As we cruised east on I-10 and drew near Phoenix, we moved out from under the edge of the big front. We spent five warm and sunny days climbing in Cochise Stronghold, a relatively little-visited area of dramatic granite formations southeast of Tucson. We even got to have coffee (and wi-fi) at a wee old ranch house / java shop in Tombstone.
Christmas Day, our last day there, was a long day, with a big fun route, followed by a drive back to Tucson that night to stay in a hotel and partake of the Chinese-restaurants-being-open-on-Christmas tradition.
We were too tired to open presents or have mimosas; that had to wait until the next day. Now that’s tired. Great day.
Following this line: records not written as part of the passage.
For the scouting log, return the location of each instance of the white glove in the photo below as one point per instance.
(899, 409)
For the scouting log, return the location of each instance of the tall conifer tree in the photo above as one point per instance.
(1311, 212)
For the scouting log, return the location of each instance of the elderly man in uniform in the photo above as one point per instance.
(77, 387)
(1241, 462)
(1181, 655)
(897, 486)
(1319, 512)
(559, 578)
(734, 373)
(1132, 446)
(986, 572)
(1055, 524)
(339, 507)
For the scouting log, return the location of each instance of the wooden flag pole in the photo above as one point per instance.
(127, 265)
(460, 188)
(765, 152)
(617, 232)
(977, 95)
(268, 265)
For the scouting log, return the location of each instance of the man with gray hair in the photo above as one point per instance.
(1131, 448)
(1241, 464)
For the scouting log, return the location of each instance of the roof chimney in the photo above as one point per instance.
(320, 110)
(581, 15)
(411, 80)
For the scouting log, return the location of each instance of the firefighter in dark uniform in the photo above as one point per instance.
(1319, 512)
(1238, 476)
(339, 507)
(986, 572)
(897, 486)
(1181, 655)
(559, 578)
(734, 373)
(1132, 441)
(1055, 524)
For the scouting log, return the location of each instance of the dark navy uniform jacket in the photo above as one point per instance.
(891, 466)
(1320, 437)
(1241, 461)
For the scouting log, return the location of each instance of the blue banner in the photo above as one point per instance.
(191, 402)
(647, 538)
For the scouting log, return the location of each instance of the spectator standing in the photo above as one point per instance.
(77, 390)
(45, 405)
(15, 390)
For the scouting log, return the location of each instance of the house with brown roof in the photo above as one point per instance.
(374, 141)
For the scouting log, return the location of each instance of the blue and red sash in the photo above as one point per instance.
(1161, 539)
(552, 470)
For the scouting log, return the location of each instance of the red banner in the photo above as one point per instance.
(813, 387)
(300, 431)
We got two days of good weather and climbing in at Red Rocks near Las Vegas, then bailed once again as another storm hit. This time we were headed back towards Reno, so we decided to stop in Death Valley and spend a day walking up one of its innumerable canyons. This one had a name — Hanaupah — and a road leading into it, part of which we were able to negotiate in the intrepid Van.
new year’s day, the Last Chance Range, and the penny stove
After Death Valley we headed towards Bishop to spend New Year’s with Chris and Todd. The weather continued sunny but chilly and we did a fun walk in the Last Chance Range, near Cucamongo Canyon near the northern end of Death Valley.
We were only about an hour from Bishop but it felt like we were really out in the middle of nowhere. New Year’s Day was topped off with homemade burritos from the Chevron Station in Big Pine.